Automatic sprinklers can control fires in most tire storages, but water demands are high. Manual firefighting is valuable, but difficult because of the intense heat and smoke produced.


----------



## Rick18071 (Jun 18, 2019)

Thanks. I need to get more info. It is already an existing tire warehouse without racks. I think they have sprinklers but gave no info.


----------



## cda (Jun 18, 2019)

Well to open the commercial size can of worms,

I would definitely ask for FPE report on the entire place.

Is the sprinkler designed for what is stored and how it is stored.

Buildings with fire sprinklers do burn to the ground. And I would not want to be the one live at five, explain why I signed my name to it!!!!!!

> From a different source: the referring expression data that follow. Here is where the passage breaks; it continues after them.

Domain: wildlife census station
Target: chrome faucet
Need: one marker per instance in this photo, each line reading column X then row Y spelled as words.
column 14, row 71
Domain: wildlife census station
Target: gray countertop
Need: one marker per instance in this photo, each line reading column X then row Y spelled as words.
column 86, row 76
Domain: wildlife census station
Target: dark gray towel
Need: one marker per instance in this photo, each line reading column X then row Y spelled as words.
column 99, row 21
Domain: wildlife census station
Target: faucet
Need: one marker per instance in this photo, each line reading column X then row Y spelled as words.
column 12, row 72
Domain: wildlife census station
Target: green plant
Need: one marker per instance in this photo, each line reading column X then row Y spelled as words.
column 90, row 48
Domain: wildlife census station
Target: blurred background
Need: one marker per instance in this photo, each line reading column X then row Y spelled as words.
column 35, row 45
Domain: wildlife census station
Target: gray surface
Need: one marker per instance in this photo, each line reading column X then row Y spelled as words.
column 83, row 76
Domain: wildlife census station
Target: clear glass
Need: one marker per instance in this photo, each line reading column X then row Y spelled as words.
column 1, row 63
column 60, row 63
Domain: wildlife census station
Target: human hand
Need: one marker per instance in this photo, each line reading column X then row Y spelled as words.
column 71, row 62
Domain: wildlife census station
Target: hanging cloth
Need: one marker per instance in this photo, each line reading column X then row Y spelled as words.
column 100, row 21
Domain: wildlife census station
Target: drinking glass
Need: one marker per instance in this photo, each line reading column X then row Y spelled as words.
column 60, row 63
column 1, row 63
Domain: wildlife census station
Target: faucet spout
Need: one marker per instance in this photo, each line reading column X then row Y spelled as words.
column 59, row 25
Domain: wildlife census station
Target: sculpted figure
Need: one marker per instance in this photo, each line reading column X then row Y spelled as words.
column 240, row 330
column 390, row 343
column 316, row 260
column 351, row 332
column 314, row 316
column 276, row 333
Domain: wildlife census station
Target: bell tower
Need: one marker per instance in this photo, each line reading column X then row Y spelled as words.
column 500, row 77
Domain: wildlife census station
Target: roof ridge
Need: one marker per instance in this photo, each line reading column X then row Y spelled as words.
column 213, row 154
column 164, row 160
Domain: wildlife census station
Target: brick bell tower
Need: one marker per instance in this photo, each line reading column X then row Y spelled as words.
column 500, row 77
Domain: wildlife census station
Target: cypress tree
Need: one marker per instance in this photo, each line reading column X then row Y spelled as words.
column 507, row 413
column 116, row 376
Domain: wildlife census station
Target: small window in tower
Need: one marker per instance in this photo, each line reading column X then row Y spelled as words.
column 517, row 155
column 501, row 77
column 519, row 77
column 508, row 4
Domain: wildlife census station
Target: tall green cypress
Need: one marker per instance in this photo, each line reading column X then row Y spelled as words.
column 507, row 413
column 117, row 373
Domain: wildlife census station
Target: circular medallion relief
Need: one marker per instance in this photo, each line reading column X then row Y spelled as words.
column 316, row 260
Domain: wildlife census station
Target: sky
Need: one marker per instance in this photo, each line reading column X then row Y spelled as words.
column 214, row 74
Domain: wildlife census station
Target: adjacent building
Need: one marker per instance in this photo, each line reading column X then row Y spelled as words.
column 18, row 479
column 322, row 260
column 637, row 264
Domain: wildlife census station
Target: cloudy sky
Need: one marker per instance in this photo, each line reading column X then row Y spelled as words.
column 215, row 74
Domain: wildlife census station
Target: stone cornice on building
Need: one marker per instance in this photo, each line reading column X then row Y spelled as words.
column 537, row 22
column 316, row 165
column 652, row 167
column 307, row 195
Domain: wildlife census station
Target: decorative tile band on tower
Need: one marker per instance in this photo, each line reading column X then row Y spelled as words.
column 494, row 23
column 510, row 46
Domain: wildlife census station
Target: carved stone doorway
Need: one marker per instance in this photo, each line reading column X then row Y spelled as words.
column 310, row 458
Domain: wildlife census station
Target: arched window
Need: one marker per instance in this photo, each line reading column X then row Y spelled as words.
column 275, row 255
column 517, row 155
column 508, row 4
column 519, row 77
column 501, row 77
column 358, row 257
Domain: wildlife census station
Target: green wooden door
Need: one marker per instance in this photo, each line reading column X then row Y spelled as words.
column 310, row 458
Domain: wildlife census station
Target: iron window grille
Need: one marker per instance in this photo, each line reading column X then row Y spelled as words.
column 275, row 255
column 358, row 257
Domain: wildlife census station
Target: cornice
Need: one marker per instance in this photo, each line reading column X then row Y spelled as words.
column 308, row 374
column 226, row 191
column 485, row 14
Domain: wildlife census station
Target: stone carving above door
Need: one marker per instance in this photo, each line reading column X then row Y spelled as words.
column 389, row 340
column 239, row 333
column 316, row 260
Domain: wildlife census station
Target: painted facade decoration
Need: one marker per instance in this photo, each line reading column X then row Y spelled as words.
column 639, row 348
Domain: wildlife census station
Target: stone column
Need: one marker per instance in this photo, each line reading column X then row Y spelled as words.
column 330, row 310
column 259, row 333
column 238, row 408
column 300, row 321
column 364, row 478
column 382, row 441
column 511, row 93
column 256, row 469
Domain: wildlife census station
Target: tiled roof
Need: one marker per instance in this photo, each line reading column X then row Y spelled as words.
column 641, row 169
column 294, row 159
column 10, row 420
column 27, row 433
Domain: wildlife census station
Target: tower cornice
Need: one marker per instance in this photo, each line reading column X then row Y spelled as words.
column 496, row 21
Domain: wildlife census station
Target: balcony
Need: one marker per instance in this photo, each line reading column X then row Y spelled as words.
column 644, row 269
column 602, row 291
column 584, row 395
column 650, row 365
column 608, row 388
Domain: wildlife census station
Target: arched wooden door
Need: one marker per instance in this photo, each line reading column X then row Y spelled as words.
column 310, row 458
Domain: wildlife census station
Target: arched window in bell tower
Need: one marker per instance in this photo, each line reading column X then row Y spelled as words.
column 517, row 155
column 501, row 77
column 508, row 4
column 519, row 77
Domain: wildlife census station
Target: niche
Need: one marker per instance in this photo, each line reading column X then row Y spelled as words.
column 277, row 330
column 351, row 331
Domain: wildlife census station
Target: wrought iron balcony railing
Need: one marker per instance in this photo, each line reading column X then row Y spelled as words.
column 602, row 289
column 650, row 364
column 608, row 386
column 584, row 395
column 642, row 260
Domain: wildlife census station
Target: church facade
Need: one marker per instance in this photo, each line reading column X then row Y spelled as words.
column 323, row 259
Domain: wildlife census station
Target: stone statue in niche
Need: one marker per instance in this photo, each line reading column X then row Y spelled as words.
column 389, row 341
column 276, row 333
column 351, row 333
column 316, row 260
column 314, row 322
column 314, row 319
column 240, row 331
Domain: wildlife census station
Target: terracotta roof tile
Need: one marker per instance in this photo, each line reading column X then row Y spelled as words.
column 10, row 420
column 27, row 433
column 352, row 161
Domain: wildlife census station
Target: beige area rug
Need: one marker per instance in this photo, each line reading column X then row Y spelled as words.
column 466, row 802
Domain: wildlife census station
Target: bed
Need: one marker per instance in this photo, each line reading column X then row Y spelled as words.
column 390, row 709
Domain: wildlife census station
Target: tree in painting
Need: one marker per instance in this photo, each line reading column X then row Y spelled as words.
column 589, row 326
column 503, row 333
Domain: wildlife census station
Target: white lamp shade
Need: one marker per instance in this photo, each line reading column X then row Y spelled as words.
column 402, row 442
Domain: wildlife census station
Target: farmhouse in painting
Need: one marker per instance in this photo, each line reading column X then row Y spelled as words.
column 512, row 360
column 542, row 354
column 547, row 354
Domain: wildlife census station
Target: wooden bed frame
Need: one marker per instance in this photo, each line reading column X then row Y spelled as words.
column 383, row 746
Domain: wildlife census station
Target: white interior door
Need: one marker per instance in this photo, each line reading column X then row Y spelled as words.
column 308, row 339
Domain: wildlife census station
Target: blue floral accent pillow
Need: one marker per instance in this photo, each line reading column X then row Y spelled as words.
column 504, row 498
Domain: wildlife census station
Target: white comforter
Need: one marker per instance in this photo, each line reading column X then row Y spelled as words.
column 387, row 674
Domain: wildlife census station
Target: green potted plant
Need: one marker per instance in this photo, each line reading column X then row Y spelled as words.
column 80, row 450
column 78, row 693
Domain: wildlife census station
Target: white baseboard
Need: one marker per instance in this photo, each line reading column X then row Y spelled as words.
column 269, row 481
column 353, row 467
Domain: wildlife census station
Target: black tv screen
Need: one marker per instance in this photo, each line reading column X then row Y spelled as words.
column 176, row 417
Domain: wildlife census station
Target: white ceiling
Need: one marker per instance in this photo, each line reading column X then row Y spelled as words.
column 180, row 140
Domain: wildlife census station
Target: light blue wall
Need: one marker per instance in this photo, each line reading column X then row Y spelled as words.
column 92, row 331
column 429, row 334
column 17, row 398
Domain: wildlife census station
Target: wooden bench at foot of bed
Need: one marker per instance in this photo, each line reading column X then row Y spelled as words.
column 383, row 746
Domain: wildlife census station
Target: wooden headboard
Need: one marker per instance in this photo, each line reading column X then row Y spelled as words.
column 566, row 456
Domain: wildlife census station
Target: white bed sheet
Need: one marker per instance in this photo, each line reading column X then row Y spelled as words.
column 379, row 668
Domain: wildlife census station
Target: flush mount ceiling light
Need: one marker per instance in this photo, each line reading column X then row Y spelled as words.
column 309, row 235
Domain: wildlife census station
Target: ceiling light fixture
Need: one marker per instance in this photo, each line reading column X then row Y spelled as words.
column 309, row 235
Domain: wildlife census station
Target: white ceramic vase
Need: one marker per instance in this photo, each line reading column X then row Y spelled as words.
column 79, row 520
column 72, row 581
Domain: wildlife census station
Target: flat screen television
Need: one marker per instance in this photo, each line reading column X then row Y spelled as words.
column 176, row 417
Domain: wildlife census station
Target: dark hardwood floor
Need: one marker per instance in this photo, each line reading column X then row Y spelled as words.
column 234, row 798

Just how I work, from a few close calls.


----------



## Insurance Engineer (Jun 18, 2019)

When I was working on the insurance side of the house, my staff of 65 engineers , about 45% of the sprinklered warehouse buildings we looked at the sprinkler system was not adequate for the occupancy!!! Proceed with caution.


----------



## mark handler (Jun 19, 2019)

*The storage of combustible materials in closely packed piles, on pallets, in racks, or on shelves where the top of storage is greater than 12 feet in height.  High-piled combustible storage also includes certain high-hazard commodities, such as rubber tires, Group A plastics, flammable and combustible liquids, idle pallets, and similar commodities where the top of storage is greater than 6 feet in height. CFC 3202 Note: To be considered non-high pile combustible storage for high hazard commodities < 6 feet there cannot be any storage above it.*


----------